Se questa volta Apple ha deciso di mantenere intatto un “concept” di ultrabook molto sottile, compatto, resistente e bello, non è detto che vorrà farlo anche più avanti. Magari già l’anno prossimo si creerà lo spazio per far evolvere ulteriormente e in maniera sostanziale il design di questo computer, che pare avviato verso una convergenza tecnologica ancora prima che di software con l’altra piattaforma touch basata su iOS di Apple.

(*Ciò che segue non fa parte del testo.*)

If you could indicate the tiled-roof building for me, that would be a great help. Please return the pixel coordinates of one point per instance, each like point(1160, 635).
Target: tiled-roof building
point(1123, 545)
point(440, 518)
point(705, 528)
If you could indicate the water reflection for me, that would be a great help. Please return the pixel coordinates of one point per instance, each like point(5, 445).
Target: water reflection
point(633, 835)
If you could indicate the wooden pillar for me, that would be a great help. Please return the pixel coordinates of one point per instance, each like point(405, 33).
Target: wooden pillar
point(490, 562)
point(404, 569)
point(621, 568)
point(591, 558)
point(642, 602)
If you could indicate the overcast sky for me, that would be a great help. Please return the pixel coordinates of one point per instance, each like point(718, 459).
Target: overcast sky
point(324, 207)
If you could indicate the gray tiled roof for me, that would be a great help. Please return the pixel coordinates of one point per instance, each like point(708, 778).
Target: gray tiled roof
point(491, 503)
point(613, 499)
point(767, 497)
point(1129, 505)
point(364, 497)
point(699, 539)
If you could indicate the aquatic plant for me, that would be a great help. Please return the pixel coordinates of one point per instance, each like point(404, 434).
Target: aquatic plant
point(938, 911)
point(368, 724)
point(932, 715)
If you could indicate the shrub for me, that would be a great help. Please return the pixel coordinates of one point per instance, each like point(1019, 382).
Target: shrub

Avremo tempo per vederlo nei prossimi anni. Sicuramente per almeno altri 12-18 mesi non ci saranno novità sostanziali sul fronte del MBA. E celebrare questa nuova generazione dotata di una batteria straordinaria, di un processore/grafica notevole e di un drive SSD fulminante è già un risultato di tutto rilievo. Il MacBook Air del 2013 è per molti versi una macchina da sogno. Un prodotto giunto a straordinaria maturità, che riesce a sfruttare il massimo dalla corsa verso la miniaturizzazione e l’efficienza dei consumi, l’ottimizzazione e l’integrazione dei sistemi, la ricerca di tecnologie di connessione più efficaci e performanti, con un fattore di forma non tradizionale e più efficace da un punto di vista degli spazi.
Il MacBook Air 13 di metà 2013 non è più neanche lontanamente un “nuovo tipo di macchina”, ma il prodotto maturo e perfettamente funzionante di un progetto iniziato cinque anni fa e oggi nel pieno delle sue capacità. Se dovessi rinunciare a tutti i computer che ho provato tranne che uno, è senza dubbio questa la macchina che vorrei tenere con me.
PRO
Autonomia incredibile
Prestazioni elevate
Tempi di avvio, risposta e ripresa migliorati
CONTRO
Risoluzione dello schermo limitata
Prezzo e disponibilità
Il nuovo MacBook Air 13 pollici di Apple introdotto a metà 2013 è disponibile presso i rivenditori Apple e anche su Apple Store online a partire da 1.129 euro per la versione con 128GB di unità SSD e processore Intel Core i5 dual core da 1,3 GHz (Turbo Boost fino a 2,6 GHz): si tratta della stessa configurazione provata da Macitynet. E’ disponibile anche il modello MacBook Air 13″ con unità SSD da 256GB a 1.329 euro. In fase di acquisto su Apple Store online è possibile scegliere configurazioni superiori opzionali a pagamento per il processore e la memoria RAM da 8GB. Ricordiamo che è stato rinnovato anche il MacBook Air 11″ con nuovi processori Intel Haswell e maggiore autonomia disponibile su Apple Store online a partire da 1.029 euro.
Le stesse configurazioni anche BTO sono disponibili presso i negozi Apple.